Yes. So a couple of things on BARDA. And thanks, Carl, for the question, and thanks for being on the call, first of all. But for BARDA, the total contract, as you remember, was $10.3 million. And we've recognized $6.8 million of that through March 31, 2022. So we have another $3.5 million that will be recognized and received this year. So the R&D spend for the year for the next quarters will be offset by that $3.5 million that we do get in revenue from BARDA. We are, as we mentioned, in the process of doing the 002 study. for alcohol use disorder. And so we would see that the R&D spend would not be as great in the first quarter because most of that work was done for 003 and won't be continued. Obviously, we're at the clinical end of 003. So the R&D spend for the rest of the year will be focused primarily on 002 and finishing up the regulatory and FDA approval for 003. SG&A, as we get closer to FDA approval towards the end of the year, the sales and marketing spend will increase. Many of the hires will be contingent upon FDA approval, so many of those hires a lot of that expense won't be incurred until we get really FDA approval for the sales side of it. G&A, we're going to keep that as lean as possible going through the end of the year to save, you know, to expeditiously watch our expenses and make sure that we have all of those, all of our resources focused on commercializing 003.
Great, thanks so much.
Thank you. The next question comes from the line of David Botts with Zaxx. Please go ahead.
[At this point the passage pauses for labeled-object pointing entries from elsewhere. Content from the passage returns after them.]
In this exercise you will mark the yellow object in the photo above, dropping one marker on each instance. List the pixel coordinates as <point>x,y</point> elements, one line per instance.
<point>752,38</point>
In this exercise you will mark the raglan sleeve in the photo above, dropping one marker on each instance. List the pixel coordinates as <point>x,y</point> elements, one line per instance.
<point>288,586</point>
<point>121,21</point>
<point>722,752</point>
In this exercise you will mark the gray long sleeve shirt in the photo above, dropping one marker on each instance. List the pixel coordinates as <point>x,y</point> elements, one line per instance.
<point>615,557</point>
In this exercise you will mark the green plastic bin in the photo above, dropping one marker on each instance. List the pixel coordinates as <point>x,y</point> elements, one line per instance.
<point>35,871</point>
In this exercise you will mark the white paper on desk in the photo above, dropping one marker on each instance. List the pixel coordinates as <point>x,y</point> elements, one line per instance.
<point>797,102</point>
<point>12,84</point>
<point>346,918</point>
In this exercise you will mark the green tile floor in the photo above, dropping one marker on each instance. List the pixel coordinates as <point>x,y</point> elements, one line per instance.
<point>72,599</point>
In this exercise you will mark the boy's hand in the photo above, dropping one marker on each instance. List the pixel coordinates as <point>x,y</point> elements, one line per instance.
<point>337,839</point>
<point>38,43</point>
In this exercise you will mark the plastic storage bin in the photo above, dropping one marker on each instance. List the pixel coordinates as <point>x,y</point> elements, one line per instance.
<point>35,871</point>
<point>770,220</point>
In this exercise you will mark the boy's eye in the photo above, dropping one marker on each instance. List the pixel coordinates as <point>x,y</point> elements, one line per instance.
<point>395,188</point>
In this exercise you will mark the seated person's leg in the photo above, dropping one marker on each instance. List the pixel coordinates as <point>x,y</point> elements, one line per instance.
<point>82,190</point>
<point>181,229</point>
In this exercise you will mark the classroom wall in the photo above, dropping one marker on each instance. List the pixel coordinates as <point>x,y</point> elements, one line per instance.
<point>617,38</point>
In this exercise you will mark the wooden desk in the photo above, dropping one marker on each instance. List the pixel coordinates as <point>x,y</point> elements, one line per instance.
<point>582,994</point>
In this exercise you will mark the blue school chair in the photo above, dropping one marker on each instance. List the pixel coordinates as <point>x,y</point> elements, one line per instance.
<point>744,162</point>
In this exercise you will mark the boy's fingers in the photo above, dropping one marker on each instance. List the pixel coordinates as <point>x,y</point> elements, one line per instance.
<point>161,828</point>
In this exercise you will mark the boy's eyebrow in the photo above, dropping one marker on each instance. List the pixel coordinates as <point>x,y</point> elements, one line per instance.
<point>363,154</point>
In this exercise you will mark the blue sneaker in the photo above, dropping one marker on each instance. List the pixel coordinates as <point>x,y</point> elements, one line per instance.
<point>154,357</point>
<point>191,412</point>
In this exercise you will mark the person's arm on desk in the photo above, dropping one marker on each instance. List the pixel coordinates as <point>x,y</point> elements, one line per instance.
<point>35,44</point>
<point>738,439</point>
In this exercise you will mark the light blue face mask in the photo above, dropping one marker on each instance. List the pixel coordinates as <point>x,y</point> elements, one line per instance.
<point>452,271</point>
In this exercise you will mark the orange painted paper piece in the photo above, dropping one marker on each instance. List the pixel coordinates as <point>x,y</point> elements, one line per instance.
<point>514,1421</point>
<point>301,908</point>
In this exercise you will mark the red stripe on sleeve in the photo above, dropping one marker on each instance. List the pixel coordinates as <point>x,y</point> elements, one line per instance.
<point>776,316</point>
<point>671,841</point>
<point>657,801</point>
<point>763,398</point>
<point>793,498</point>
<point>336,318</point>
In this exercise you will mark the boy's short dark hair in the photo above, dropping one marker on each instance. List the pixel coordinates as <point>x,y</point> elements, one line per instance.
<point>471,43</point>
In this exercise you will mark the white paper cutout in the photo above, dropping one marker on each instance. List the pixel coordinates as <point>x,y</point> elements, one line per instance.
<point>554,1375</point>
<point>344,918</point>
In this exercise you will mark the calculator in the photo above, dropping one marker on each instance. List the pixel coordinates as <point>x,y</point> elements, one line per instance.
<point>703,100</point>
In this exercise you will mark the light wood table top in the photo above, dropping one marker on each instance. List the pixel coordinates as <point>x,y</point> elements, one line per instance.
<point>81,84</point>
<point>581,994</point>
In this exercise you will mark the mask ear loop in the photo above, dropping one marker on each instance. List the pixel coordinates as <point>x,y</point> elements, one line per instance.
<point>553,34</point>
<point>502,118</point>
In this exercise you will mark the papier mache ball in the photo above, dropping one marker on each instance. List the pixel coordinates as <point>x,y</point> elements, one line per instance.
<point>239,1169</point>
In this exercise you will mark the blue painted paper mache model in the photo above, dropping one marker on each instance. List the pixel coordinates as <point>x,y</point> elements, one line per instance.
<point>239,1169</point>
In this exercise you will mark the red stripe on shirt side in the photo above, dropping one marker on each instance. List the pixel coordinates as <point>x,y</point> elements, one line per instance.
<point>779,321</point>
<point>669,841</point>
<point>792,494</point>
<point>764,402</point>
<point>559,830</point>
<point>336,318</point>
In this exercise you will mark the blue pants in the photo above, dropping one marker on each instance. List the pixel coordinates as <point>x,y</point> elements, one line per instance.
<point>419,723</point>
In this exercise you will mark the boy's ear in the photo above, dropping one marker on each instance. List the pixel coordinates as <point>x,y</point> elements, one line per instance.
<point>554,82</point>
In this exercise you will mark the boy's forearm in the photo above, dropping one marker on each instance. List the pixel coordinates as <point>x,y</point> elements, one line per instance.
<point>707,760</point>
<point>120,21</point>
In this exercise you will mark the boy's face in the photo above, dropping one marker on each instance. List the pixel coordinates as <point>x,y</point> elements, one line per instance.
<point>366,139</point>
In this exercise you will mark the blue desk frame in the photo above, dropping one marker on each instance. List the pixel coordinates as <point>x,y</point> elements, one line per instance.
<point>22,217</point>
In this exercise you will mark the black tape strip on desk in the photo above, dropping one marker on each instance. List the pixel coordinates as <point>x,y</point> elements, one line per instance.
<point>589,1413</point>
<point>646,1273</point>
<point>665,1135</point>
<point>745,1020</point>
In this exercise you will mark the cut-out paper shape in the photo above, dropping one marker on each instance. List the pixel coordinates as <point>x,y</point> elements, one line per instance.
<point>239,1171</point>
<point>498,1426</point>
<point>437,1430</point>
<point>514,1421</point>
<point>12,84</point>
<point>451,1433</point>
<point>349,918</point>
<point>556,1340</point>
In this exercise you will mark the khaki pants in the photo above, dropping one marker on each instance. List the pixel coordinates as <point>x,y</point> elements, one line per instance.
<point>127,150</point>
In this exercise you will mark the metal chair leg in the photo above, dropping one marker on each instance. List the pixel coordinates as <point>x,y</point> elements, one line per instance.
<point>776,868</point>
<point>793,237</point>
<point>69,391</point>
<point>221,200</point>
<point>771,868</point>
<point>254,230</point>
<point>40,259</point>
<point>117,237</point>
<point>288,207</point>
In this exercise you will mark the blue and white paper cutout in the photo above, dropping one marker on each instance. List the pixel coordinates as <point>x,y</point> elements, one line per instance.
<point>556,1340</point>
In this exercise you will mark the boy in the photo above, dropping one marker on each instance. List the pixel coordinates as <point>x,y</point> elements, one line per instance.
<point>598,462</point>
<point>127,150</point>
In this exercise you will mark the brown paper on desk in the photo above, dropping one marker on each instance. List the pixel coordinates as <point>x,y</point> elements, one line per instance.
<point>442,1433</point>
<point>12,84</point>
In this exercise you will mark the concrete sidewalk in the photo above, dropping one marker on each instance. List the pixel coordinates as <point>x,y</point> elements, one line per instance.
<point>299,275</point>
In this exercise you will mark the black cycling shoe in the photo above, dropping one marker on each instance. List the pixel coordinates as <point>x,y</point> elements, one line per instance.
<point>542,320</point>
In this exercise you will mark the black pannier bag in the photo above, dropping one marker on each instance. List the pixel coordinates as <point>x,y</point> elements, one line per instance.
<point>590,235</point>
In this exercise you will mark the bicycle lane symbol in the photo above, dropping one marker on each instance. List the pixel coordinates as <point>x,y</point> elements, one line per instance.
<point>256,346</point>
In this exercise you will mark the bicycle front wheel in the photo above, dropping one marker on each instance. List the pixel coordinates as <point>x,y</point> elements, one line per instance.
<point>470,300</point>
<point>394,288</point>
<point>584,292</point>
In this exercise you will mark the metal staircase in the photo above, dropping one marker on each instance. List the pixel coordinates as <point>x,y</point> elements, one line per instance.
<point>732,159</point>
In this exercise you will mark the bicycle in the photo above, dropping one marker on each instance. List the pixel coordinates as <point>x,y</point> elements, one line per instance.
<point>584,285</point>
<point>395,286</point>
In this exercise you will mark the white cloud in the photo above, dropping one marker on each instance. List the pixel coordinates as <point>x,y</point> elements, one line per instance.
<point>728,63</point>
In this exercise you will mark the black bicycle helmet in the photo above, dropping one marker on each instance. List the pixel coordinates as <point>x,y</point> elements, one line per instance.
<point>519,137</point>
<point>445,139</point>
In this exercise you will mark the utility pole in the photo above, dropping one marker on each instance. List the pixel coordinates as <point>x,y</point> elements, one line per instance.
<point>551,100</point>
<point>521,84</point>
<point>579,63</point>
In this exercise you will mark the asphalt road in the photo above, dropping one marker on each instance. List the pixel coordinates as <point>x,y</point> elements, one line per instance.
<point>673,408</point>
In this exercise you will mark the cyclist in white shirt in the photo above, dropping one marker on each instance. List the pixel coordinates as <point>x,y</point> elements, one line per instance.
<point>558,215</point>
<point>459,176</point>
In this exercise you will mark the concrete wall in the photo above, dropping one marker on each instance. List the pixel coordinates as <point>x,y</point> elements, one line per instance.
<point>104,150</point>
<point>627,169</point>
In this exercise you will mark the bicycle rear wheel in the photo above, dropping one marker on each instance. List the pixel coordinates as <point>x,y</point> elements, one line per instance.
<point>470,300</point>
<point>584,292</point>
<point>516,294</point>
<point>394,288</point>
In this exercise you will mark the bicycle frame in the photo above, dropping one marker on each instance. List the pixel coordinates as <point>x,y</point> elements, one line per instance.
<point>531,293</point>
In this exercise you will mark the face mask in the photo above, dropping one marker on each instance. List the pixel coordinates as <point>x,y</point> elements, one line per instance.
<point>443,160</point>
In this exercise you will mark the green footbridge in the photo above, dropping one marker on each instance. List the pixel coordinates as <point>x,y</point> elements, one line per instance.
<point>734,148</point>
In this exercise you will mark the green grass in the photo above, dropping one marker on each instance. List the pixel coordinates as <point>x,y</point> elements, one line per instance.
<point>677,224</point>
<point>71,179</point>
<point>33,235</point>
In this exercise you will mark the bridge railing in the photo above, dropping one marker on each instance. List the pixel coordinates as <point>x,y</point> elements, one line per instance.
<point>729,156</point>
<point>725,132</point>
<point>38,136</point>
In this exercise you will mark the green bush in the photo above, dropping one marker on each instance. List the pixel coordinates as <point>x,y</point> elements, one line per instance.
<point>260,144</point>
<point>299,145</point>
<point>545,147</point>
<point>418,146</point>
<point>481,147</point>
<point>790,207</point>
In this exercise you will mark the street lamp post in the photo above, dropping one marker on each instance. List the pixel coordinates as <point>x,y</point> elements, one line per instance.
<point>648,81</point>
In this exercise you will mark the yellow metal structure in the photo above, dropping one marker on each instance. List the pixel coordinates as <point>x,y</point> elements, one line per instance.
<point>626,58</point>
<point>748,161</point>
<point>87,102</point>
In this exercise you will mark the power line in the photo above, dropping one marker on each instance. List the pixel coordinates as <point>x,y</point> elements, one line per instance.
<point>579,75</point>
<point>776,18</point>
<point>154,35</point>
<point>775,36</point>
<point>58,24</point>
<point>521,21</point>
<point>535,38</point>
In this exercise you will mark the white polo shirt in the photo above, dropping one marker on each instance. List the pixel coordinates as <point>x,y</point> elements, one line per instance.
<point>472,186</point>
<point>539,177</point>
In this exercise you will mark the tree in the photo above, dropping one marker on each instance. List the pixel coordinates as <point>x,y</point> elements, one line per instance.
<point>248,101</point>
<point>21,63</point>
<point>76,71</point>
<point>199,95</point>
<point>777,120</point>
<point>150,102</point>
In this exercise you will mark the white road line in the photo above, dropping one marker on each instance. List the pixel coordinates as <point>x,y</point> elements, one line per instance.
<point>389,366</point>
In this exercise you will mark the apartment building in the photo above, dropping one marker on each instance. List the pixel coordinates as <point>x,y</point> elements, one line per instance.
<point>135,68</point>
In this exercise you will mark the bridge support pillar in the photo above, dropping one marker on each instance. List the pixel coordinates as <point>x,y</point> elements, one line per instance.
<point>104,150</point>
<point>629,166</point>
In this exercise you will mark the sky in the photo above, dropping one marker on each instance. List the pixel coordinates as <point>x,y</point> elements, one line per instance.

Hey, good afternoon, everyone. My first question is about 003. I'm curious if you've had any discussions with the FDA regarding the need to do any type of drug-drug interaction studies. And in addition, I wonder if you feel like there's going to be the need to do any additional studies to understand the risk of precipitated or abrupt withdrawal from the use of nalmophene.
Thank you, David. Yes, so there's nothing simply around drug-drug interaction. Again, that was already well known with the existing FDA-approved Revex. In terms of withdrawal and additional studies, at this point, the FDA hasn't specifically said we need to do any additional studies regarding this as well.
Okay. Thanks for taking the question.
Thank you. Ladies and gentlemen, we have reached the end of question and answer session, and I would like to turn the call back to Roger Crystal for closing remarks.
Thank you, operator. Thank you for joining us today, and for your interest in opiates, please enjoy the rest of your day. Thank you.
Thank you. This concludes today's conference. You may disconnect your lines at this time. Thank you for your participation.